VirtualiZarr icon indicating copy to clipboard operation
VirtualiZarr copied to clipboard

Use obstore / obspec for globbing in `open_virtual_mfdataset`

Open TomNicholas opened this issue 7 months ago • 4 comments

Problem

xarray.open_mfdataset accepts a string with wildcards, and then uses this janky bit of fsspec code to glob with it.

But it's pretty fragile - in particular it confusingly raises if you try to use glob syntax with an s3 URL without using the xarray zarr backend.

VirtualiZarr currently imports that private internal to do the same kind of globbing, but VirtualiZarr doesn't even have backends in the same way, which is why I attempted to improve the situation upstream (see https://github.com/pydata/xarray/pull/9930).

Solution

However I realize now that a better way to improve xarray upstream might be to use obstore and obspec instead of fsspec, and make a robust internal utility in xarray (that doesn't raise a random exception for only one xarray backend) and which virtualizarr can safely import.

Therefore I think we should:

  1. vendor those internals into virtualizarr instead of importing them (soon because I think globbing remote urls from open_virtual_mfdataset is broken right now because of that exception),
  2. iterate and improve them using obstore and obspec,
  3. eventually push the changes upstream so that xarray no longer needs fsspec for that.

cc the usual suspects @maxrjones @sharkinsspatial @kylebarron

EDIT: related to #568 too.

TomNicholas avatar Apr 25 '25 21:04 TomNicholas

This seems great. We could even make a standalone utility for globbing. There are probably enough niche edge cases around how glob characters are interpreted.

Perhaps we should go ahead with an 0.1 release of obspec soon (and leave the question of exceptions for the future)?

kylebarron avatar May 06 '25 19:05 kylebarron

We could even make a standalone utility for globbing.

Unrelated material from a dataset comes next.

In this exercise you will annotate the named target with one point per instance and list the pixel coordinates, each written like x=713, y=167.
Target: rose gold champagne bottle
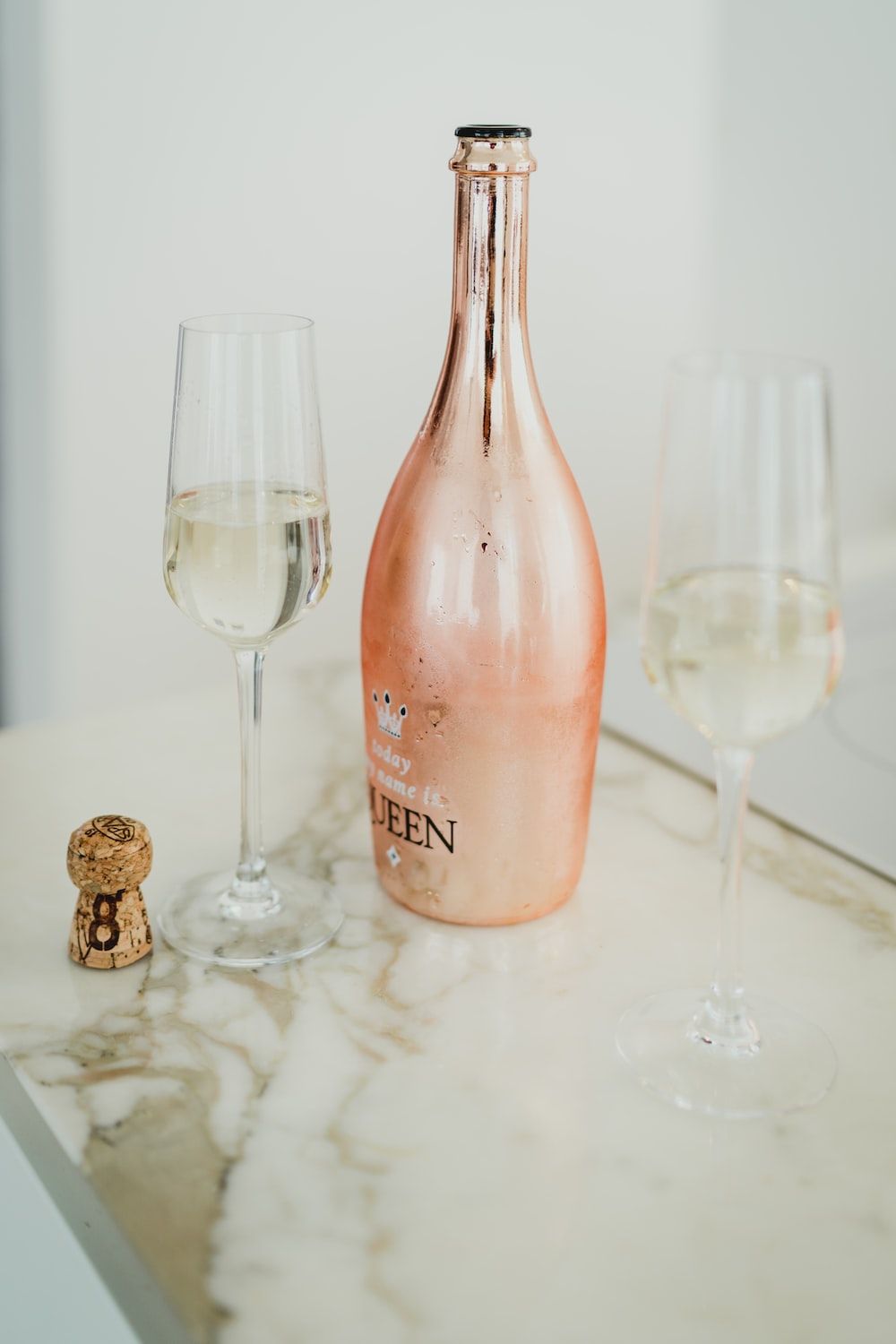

fsspec.glob() is very useful.

(and leave the question of exceptions for the future)

The exceptions thing I mentioned is unrelated to obspec - that's just a quirk in the code Martin added to Xarray.

TomNicholas avatar May 06 '25 19:05 TomNicholas

We could even make a standalone utility for globbing.

fsspec.glob() is very useful.

Perhaps this could go into a library like obspec-utils. That would provide a clear separation between the core library/protocol and extra provided functionality.

(and leave the question of exceptions for the future)

The exceptions thing I mentioned is unrelated to obspec - that's just a quirk in the code Martin added to Xarray.

No I mean that obspec is currently "blocked" on trying to define core exceptions because exceptions only support nominal subtyping (subclassing) while obspec only supports structural subtyping (protocols).

But we can release an obspec with undefined exceptions, so people can do anything on top of obspec as long as they don't need a list of "permitted exceptions".

kylebarron avatar May 06 '25 19:05 kylebarron

https://github.com/developmentseed/obspec/issues/12

kylebarron avatar May 06 '25 19:05 kylebarron